I’d add buying Chinese made fridge magnets in any place that is not China to the same list, but, sadly, there are things you succumb to when fueled by Chianti and Negroni. I went for an otherwise quite fetching giglio fiorentino, the city’s emblem, which is however not a lily, as the name would suggest, but an iris, known in Italian as fior di gaggiolo, hence the customary purple colour. I was also tempted by a Batistuta jersey magnet- while the glory days of Batigol are long over, he is still venerated across the city, his likeness giving David a run for his money when it comes to who is the city’s souvenir king. My vote is clear. Only one of them could score goals and look tantalisingly good while doing it.

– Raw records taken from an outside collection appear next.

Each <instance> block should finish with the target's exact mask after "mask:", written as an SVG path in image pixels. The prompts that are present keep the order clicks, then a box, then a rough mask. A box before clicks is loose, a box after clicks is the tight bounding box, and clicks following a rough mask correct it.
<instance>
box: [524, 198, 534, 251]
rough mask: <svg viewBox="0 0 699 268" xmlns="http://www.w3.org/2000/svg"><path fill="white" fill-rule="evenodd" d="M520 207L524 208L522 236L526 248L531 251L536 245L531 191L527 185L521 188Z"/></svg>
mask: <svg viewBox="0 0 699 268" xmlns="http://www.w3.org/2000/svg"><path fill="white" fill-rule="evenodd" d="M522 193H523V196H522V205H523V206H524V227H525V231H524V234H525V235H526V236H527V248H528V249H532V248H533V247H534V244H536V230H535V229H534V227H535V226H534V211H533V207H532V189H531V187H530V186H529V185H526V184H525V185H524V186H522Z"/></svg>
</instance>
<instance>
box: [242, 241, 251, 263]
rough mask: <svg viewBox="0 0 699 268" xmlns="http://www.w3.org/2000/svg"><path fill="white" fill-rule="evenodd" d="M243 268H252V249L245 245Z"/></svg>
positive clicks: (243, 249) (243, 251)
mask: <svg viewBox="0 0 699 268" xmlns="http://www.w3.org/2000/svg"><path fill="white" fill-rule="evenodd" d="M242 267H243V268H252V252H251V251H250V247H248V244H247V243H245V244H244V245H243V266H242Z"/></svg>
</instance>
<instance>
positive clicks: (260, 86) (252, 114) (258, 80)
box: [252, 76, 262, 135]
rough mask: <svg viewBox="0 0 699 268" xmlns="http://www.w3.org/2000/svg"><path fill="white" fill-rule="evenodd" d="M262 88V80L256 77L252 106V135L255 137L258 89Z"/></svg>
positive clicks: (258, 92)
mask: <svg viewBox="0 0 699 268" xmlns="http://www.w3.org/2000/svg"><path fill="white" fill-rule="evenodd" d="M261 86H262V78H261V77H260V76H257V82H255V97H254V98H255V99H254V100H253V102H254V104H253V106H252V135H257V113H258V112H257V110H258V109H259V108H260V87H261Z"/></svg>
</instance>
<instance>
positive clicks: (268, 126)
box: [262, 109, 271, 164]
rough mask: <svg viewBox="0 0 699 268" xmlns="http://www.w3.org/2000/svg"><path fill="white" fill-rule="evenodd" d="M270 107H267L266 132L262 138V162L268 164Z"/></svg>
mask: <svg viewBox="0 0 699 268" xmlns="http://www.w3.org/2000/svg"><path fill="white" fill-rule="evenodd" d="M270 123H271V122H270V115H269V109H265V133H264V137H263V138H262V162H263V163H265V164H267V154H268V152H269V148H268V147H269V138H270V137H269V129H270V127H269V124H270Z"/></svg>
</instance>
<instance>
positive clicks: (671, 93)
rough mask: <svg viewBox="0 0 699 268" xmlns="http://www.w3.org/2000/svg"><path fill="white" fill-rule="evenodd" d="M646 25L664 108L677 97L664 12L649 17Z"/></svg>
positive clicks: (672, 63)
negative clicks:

Speaking of Florentine institutions, we mingled with half of East Asia in the Officina Profumo Farmaceutica din Santa Maria Novella– popularity in that particular part of the world is such that even a considerable part of the staff is Asian, thus also ludicrously polite. There is something ironically incongruent in an insta-heaven that started as a pharmacy during the Black Plague of the 13th Century, run by the Dominicans of the Santa Maria Novella monastery. Its commercial operations started in the 16th Century, and its Acqua della Regina fragrance, first concocted in in 1533 as a wedding gift for Catherine de Medici, beats Echt Kölnisch Wasser by two centuries as the oldest known fragrance still in production today. Most of their scents are quite simple and floral, something akin to freshly washed linen beating against the wind in an orange grove. Which, as far as I am concerned, is an antechamber of heaven.
As you might have guessed by now, I have a very strict limit to how many Renaissance palazzos I can take in in one day, but I will make an exception for the Palazzo dello Strozzino: recently renovated, it operates as a sumptuous bookstore by day, and cinema by night- known as the Giunti Odeon it offers a very solid selection of books, in Italian but also in English and other foreign languages, and operates as a cinema come the evening.
But what about the wild boar? This was the question that popped into my mind as the light gently reflecting from a gilded mirror and illuminating a group of putti woke me up in my hotel room after an evening made pleasantly effervescent by the brainchild of Count Negroni. Did I actually see the wild boar? Yes, I had. The Porcellino is located in the Piazza Mercato Nuovo- the current iteration is a copy of the bronze copy made by Pietro Tacca of an Italian marble copy of a Hellenistic original. Yes. The Pietro Tacca version is currently housed by the Uffizi Museum, where we haven’t been this time around. But the legend says that if you touch the Porcellino’s snout you will return to this quirky old city with a few new tricks up its sleeve.